新興国の社会課題を解決する製品・サービスを、現地企業や研究機関と共同で開発したい——その取り組みを後押しする制度です。経済産業省「技術協力活用型・新興国市場開拓事業費補助金(社会課題解決型国際共同開発事業)」は、日本企業が新興国の大学・研究機関・NGO・企業と共同で、社会課題を解決する製品・サービスを開発する費用を補助する制度です。この記事で扱う令和4年度公募は、2022年2月18日で受付を終了しています。
新興国市場開拓補助金の要点まとめ
| 項目 | 内容 |
|---|---|
| 申請者 | 事業者(新興国での事業展開を計画する日本企業。実際に選ばれるのは公募採択された事業者) |
| 制度名 | 令和4年度技術協力活用型・新興国市場開拓事業費補助金(社会課題解決型国際共同開発事業(製品・サービス開発等支援事業)) |
| 対象業種 | 指定なし(新興国での社会課題解決型ビジネスを計画する事業者) |
| 利用目的 | 創業・第二創業、販路開拓・展示会、まちづくり・地域振興、研究開発・実証、人材育成・研修 |
| 対象地域 | 全国(新興国での事業展開が対象) |
| 従業員数 | 規定なし |
| 補助上限額 | 上限2.4億円 |
| 補助率 | |
| 申請受付 | 終了(〜2022年2月18日) |
| 公式サイト | 経済産業省「令和4年度「技術協力活用型・新興国市場開拓事業費補助金(社会課題解決型国際共同開発事業)」に係る補助事業者の公募について」 |

この補助金の狙い:ビジネスリスクの軽減
新興国でのビジネス展開には、現地の規制・商習慣・パートナー選定など多くのリスクが伴います。この補助金は、現地の大学・研究機関・NGO・企業と共同で開発を進めることで、単独進出よりもリスクを抑えながら新興国市場を開拓する狙いがあります。
対象になっていた取り組みの例です。
- 新興国の社会課題(衛生・医療・インフラ等)を解決する製品・サービスの共同開発
- 現地パートナーとの技術協力を通じた事業化の検証
- 新興国市場に適した製品仕様への現地化対応
「技術協力活用型・新興国市場開拓事業」は複数の枠組みがある
経済産業省はこの事業の中で、社会課題解決型国際共同開発事業のほかにも「研修・専門家派遣事業」「インフラ海外展開支援」など複数の枠組みを同時に公募しています。

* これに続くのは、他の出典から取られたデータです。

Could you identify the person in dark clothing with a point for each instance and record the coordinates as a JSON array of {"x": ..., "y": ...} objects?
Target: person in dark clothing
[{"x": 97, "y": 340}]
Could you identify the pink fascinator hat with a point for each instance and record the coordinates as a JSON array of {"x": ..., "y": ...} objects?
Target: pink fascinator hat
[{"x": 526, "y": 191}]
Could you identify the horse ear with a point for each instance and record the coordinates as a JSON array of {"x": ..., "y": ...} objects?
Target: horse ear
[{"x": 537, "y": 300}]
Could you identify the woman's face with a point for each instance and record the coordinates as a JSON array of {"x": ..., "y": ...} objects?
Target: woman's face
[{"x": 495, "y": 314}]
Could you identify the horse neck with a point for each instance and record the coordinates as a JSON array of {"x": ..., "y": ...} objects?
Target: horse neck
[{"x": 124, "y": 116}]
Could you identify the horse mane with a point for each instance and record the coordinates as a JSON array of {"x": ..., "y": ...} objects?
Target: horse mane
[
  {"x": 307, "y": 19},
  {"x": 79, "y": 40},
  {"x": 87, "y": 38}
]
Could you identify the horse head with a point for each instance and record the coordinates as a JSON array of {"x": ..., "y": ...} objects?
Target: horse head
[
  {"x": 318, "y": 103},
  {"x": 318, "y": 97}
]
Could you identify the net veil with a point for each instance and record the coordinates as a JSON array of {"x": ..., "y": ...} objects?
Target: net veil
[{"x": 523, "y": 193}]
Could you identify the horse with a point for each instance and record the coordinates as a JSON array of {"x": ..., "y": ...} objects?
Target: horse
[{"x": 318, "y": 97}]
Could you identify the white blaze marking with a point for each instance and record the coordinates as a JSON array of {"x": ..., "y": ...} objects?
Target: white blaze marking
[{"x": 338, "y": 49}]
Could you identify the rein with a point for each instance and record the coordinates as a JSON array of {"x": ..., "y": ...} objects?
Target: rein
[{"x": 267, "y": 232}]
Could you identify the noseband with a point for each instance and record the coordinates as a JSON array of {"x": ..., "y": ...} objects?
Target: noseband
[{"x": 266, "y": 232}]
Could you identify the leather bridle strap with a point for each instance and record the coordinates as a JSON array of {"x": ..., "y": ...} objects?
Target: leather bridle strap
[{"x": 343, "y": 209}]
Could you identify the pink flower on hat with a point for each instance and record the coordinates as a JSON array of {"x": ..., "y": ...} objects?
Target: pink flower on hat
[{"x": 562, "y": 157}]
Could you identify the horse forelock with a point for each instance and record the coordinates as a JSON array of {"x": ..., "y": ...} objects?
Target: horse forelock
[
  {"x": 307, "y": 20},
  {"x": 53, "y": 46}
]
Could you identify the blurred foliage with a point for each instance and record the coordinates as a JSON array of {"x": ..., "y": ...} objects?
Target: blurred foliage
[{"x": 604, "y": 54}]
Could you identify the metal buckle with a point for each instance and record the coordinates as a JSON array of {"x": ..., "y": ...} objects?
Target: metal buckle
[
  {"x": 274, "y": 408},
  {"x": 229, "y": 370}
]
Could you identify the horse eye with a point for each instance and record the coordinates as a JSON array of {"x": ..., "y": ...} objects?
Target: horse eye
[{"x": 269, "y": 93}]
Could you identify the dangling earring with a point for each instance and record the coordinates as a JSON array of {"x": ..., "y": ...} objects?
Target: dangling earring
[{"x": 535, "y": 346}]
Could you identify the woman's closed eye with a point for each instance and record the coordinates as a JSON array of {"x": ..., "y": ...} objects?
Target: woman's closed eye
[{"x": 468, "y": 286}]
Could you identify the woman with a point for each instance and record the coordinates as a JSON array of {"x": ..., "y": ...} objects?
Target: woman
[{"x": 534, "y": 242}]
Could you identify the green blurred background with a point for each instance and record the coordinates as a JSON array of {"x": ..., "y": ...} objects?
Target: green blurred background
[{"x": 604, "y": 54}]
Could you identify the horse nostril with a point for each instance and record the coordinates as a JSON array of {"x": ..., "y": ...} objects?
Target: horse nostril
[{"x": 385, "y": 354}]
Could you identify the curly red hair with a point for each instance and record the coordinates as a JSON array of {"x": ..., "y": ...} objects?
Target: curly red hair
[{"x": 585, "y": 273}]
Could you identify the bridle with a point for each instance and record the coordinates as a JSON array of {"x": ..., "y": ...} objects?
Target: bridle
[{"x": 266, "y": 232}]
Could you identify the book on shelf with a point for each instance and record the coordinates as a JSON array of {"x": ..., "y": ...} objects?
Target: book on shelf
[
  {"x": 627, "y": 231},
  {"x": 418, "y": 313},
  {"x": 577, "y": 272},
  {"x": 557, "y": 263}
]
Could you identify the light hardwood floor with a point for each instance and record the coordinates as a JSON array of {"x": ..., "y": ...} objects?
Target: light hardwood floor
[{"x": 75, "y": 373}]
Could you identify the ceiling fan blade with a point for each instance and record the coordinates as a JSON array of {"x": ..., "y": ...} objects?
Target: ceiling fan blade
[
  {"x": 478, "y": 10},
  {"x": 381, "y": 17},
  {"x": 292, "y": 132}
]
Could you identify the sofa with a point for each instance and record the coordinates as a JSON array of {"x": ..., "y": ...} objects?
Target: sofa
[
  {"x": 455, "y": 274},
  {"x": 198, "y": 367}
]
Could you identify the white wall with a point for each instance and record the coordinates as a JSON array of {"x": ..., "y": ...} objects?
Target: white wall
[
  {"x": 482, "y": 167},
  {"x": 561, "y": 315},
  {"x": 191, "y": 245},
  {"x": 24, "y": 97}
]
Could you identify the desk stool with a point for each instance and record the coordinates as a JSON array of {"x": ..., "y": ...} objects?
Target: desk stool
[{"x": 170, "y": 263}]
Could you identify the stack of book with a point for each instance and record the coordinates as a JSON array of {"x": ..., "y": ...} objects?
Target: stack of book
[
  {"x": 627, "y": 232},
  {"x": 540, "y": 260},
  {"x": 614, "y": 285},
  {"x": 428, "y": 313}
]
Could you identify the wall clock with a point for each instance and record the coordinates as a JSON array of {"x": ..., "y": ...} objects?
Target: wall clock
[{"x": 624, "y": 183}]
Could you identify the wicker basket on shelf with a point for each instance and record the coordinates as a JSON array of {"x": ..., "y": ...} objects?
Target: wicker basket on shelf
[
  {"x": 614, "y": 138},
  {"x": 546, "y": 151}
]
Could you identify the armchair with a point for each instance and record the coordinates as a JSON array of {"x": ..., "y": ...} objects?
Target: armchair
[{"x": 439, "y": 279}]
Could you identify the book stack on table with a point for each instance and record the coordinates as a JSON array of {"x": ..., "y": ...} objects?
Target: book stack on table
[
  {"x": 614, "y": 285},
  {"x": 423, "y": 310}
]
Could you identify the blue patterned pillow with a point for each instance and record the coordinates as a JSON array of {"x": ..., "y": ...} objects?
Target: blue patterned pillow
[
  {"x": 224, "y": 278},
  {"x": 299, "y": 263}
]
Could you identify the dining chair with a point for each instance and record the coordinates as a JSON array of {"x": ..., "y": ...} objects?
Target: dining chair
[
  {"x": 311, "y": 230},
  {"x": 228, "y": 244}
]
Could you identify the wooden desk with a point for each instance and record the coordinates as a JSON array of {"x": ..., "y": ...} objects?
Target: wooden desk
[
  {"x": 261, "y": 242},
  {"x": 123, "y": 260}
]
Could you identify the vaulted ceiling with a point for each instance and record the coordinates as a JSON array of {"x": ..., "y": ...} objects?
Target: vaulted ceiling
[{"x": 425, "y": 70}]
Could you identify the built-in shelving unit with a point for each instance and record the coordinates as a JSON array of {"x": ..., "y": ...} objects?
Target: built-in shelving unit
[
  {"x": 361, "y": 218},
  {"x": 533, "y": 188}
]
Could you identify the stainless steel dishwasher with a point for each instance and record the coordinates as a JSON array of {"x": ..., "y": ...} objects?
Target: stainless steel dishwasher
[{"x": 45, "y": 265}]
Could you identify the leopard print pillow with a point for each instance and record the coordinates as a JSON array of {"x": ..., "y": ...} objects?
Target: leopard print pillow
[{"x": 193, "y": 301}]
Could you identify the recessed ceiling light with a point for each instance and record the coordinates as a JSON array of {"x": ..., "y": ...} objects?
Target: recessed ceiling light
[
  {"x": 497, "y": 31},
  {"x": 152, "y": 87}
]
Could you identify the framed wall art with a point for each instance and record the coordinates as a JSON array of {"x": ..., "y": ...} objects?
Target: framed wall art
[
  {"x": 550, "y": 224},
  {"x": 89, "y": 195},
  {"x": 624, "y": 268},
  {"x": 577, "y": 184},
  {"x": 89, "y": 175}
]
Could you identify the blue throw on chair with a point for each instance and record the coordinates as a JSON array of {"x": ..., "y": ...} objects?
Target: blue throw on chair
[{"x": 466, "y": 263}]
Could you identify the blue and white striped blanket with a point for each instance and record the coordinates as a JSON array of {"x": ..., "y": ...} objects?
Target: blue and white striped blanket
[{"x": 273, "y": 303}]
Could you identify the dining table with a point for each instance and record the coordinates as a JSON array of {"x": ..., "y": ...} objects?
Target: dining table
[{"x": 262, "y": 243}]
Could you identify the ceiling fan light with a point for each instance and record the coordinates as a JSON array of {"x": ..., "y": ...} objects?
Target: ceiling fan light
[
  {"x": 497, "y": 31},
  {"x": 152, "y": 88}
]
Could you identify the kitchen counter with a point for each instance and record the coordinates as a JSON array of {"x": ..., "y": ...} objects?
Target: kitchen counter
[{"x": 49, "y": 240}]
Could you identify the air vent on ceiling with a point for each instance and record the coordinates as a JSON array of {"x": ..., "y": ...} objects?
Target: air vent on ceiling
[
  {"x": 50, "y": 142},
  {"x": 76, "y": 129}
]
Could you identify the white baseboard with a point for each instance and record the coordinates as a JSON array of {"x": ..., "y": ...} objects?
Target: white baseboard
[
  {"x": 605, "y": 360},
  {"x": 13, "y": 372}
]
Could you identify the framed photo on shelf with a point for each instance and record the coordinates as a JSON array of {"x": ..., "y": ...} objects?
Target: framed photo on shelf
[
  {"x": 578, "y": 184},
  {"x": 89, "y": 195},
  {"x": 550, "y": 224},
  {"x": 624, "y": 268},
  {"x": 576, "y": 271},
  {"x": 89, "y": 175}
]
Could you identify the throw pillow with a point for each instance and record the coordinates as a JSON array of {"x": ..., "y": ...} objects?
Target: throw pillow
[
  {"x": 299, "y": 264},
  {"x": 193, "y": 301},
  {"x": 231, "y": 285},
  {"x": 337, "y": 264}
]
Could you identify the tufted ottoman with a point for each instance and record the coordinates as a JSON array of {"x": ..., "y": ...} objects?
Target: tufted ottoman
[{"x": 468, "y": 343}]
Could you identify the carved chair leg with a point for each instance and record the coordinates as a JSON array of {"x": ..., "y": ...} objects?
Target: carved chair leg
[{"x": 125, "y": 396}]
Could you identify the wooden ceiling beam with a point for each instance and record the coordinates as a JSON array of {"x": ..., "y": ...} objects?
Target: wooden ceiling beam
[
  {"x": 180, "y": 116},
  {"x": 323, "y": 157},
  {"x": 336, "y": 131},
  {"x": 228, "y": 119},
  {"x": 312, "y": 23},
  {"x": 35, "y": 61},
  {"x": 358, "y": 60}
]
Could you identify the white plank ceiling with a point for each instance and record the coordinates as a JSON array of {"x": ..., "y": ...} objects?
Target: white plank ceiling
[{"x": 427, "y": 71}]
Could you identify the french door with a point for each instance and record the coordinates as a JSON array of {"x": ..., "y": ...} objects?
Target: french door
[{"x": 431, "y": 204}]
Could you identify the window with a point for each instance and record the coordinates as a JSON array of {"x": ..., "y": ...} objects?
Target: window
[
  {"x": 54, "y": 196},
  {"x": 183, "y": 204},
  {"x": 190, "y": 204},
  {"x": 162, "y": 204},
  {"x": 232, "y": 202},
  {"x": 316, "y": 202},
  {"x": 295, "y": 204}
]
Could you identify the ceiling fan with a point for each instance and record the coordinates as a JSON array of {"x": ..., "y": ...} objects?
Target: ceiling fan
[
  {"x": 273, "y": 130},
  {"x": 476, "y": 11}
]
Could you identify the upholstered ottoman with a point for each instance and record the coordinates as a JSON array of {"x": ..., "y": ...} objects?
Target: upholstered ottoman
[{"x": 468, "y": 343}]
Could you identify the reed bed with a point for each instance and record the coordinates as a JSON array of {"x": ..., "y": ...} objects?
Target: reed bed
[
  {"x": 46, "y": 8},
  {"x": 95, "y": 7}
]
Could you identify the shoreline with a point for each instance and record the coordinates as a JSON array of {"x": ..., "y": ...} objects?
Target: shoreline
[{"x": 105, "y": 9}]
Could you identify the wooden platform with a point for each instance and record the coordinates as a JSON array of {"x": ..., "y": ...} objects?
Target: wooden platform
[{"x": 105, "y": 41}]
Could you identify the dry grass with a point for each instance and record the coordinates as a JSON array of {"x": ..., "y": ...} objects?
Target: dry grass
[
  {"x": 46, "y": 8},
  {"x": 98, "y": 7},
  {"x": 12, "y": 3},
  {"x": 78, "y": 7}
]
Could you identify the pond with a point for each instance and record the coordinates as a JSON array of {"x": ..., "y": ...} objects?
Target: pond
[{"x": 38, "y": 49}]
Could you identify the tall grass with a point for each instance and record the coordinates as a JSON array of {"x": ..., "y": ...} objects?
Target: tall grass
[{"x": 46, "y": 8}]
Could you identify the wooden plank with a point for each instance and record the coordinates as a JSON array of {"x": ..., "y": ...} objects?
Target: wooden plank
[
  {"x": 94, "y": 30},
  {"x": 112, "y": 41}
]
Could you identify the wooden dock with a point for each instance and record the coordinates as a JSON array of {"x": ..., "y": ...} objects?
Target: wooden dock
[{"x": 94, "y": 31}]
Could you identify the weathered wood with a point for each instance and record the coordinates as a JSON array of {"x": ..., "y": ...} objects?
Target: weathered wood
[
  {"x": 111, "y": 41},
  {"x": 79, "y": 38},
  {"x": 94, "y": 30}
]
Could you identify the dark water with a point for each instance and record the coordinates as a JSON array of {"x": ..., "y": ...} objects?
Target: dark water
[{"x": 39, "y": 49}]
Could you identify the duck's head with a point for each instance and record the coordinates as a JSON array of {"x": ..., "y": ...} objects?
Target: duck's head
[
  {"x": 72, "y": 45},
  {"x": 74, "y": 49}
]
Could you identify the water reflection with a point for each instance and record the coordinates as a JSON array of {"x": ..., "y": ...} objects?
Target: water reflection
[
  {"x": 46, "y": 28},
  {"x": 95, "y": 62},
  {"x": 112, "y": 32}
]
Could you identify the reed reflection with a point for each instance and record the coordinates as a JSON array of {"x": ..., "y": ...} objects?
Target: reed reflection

この記事で扱うのは、あくまで「社会課題解決型国際共同開発事業」(製品・サービス開発等支援事業)の区分です。応募を検討する際は、自社の取り組み内容がどの区分に該当するかを確認する必要があります。
今から申請できるか。次回への備え
この記事で扱う令和4年度公募は2022年2月18日で終了しています。この事業は毎年度継続的に実施されている制度です。 令和6年度・令和7年度も同様の枠組みで公募が行われています。
新興国での事業展開を検討している企業は、経済産業省の公募情報ページを定期的に確認しておくことをおすすめします。
よくある質問
今から申請できますか?
できません。この記事で扱う令和4年度公募は2022年2月18日で受付を終了しています。同種の公募は毎年度継続しているため、最新の公募状況は経済産業省の公式ページで確認してください。
どんな企業が対象になりますか?
新興国の社会課題を解決する製品・サービスを、現地の大学・研究機関・NGO・企業と共同で開発する事業を計画する日本企業が対象です。業種の指定はありません。
他の「新興国市場開拓事業」との違いは何ですか?
同じ大枠の事業の中に、研修・専門家派遣事業やインフラ海外展開支援など複数の区分があります。この記事で扱うのは「社会課題解決型国際共同開発事業」の区分です。応募前に該当する区分を確認してください。